Sono passati quasi sessant’anni eppure qui il tempo sembra essersi fermato. Ogni giorno, in qualsiasi condizione climatica, con il sole che illumina il Golfo o con la nebbia che avvolge la montagna, il Belvedere è sempre aperto. Sempre. Senza eccezioni. Un fatto raro, quasi eroico, in un’epoca in cui tutto è più veloce, più fragile, più incerto.
Il Belvedere non è solo un punto di ristoro: è una istituzione del Faito, un riferimento per generazioni di escursionisti, famiglie, turisti, appassionati della montagna e della Costiera. Qui si viene per il panorama mozzafiato, certo, ma si torna soprattutto per l’accoglienza: cordiale, sincera, familiare. Quella che non si improvvisa e non si compra, ma si costruisce giorno dopo giorno, anno dopo anno.

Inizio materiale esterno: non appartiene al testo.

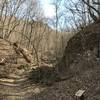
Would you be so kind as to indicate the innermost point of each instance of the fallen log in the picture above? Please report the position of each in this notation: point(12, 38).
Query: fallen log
point(20, 50)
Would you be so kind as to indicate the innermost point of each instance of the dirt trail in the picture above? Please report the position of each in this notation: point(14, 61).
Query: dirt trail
point(17, 88)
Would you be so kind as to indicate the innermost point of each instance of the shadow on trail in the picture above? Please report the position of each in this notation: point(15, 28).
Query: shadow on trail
point(44, 75)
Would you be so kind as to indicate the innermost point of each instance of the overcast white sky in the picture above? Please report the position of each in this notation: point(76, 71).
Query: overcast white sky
point(49, 10)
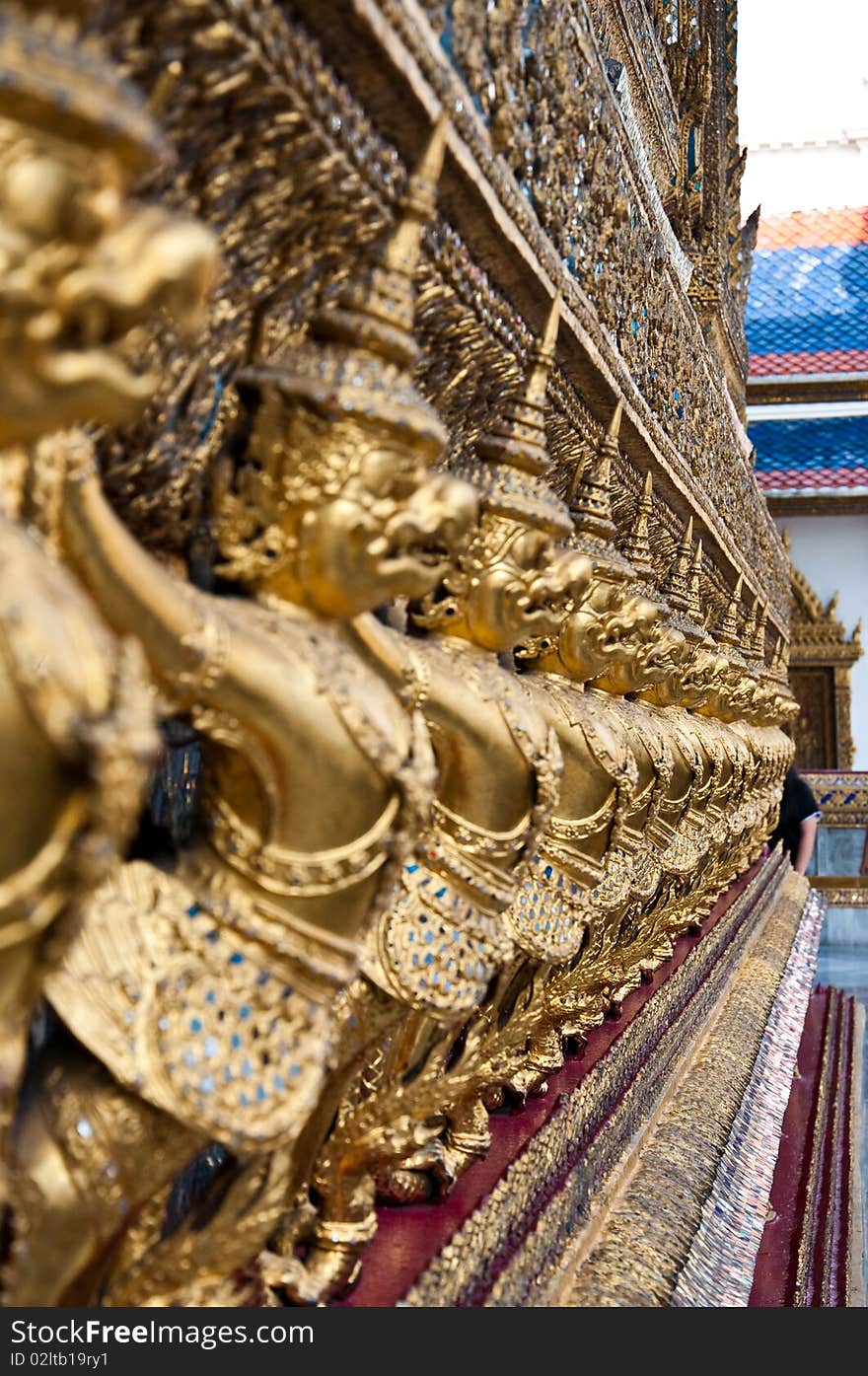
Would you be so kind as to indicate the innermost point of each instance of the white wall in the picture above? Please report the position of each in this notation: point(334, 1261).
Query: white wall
point(832, 553)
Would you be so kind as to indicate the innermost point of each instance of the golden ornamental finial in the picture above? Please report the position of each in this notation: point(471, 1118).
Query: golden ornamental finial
point(760, 638)
point(728, 630)
point(358, 359)
point(749, 637)
point(511, 459)
point(638, 545)
point(694, 589)
point(677, 588)
point(518, 434)
point(590, 500)
point(375, 310)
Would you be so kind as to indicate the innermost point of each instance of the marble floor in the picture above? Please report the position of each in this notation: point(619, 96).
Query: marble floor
point(846, 968)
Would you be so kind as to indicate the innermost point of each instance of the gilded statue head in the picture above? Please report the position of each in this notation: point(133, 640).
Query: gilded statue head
point(329, 500)
point(513, 581)
point(80, 263)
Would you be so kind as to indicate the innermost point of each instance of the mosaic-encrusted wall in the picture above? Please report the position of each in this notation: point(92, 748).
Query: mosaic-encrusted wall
point(288, 150)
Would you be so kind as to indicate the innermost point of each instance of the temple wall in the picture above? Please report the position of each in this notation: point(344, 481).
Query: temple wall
point(832, 553)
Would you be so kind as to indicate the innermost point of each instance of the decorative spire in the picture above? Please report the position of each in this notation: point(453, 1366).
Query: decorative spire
point(760, 640)
point(749, 637)
point(677, 586)
point(694, 591)
point(590, 498)
point(509, 462)
point(728, 630)
point(358, 358)
point(375, 309)
point(638, 546)
point(518, 435)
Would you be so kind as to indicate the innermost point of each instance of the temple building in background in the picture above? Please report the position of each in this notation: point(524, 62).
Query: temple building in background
point(398, 673)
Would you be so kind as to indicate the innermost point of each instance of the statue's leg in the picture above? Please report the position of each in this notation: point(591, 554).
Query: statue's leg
point(86, 1157)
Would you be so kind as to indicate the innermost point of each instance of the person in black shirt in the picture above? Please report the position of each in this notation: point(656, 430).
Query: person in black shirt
point(797, 825)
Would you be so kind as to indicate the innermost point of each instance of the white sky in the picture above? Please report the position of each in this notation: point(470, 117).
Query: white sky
point(802, 69)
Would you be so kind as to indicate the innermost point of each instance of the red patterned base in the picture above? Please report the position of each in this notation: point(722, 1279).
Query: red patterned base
point(811, 1251)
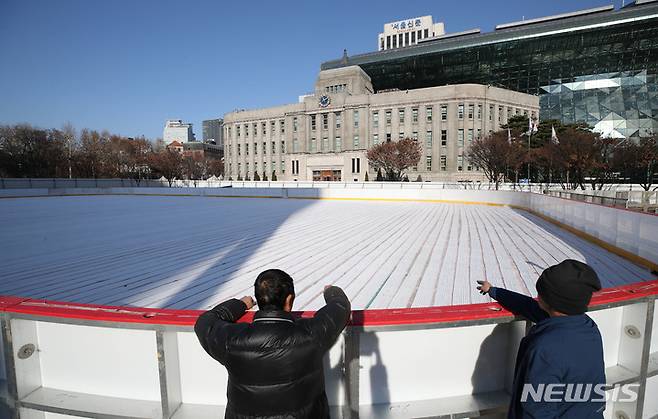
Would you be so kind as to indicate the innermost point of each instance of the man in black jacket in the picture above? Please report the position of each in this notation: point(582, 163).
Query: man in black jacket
point(562, 351)
point(274, 363)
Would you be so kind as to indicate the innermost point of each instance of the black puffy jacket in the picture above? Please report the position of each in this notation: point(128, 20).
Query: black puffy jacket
point(274, 363)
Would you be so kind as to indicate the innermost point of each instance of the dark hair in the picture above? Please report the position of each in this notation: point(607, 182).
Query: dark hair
point(272, 287)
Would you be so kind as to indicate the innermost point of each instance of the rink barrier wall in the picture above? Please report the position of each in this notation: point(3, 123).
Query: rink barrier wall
point(152, 366)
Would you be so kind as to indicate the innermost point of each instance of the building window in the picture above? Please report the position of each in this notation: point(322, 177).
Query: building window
point(356, 165)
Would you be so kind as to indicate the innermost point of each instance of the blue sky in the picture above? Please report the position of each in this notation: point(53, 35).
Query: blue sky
point(127, 65)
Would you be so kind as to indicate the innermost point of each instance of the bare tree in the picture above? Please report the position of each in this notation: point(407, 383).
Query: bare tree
point(394, 158)
point(637, 161)
point(167, 163)
point(492, 155)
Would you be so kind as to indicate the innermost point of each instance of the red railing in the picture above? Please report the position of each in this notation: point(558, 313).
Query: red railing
point(376, 317)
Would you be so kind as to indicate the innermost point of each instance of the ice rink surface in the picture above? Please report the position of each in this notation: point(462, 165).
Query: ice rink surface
point(193, 252)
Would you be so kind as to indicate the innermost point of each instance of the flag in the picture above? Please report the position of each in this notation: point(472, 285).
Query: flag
point(554, 138)
point(532, 126)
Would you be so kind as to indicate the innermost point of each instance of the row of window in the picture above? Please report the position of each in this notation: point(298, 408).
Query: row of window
point(403, 39)
point(256, 168)
point(356, 166)
point(463, 136)
point(337, 88)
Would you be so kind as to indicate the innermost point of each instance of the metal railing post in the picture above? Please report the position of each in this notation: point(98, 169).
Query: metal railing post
point(644, 363)
point(10, 367)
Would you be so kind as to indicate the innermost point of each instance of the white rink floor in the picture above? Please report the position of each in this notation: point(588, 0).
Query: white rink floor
point(193, 252)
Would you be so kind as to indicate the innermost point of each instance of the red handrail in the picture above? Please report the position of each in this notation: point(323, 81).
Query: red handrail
point(376, 317)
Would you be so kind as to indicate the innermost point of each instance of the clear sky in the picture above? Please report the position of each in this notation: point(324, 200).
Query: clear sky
point(127, 65)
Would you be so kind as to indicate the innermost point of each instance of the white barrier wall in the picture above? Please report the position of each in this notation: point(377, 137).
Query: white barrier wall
point(79, 365)
point(458, 361)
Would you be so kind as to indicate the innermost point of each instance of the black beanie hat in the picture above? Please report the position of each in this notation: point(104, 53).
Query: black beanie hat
point(568, 286)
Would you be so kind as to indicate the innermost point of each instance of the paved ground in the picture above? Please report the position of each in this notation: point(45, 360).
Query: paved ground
point(191, 252)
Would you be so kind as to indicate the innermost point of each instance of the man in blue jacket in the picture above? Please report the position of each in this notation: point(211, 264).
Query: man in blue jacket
point(559, 370)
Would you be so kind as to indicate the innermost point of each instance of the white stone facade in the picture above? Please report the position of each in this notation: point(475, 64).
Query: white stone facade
point(326, 136)
point(404, 33)
point(177, 130)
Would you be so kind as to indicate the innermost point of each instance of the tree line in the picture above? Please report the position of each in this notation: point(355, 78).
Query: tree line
point(30, 152)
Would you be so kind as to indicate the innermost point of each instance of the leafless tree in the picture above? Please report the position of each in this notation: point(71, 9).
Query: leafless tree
point(395, 157)
point(167, 163)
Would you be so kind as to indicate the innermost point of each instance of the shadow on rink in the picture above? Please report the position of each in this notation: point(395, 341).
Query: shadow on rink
point(495, 363)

E poi c’è la cucina, autentica, generosa, fatta di sapori veri, di piatti che raccontano il territorio e la tradizione. Una cucina che non ha bisogno di mode per convincere, perché parla direttamente al cuore – e allo stomaco – di chi si siede a tavola.
In un mondo che cambia continuamente, il Belvedere del Faito resta un punto fermo, una certezza. È la dimostrazione che la vera forza sta nella costanza, nel lavoro quotidiano, nella passione che non si spegne mai. Dal 1965 a oggi, sempre nello stesso posto, con lo stesso spirito.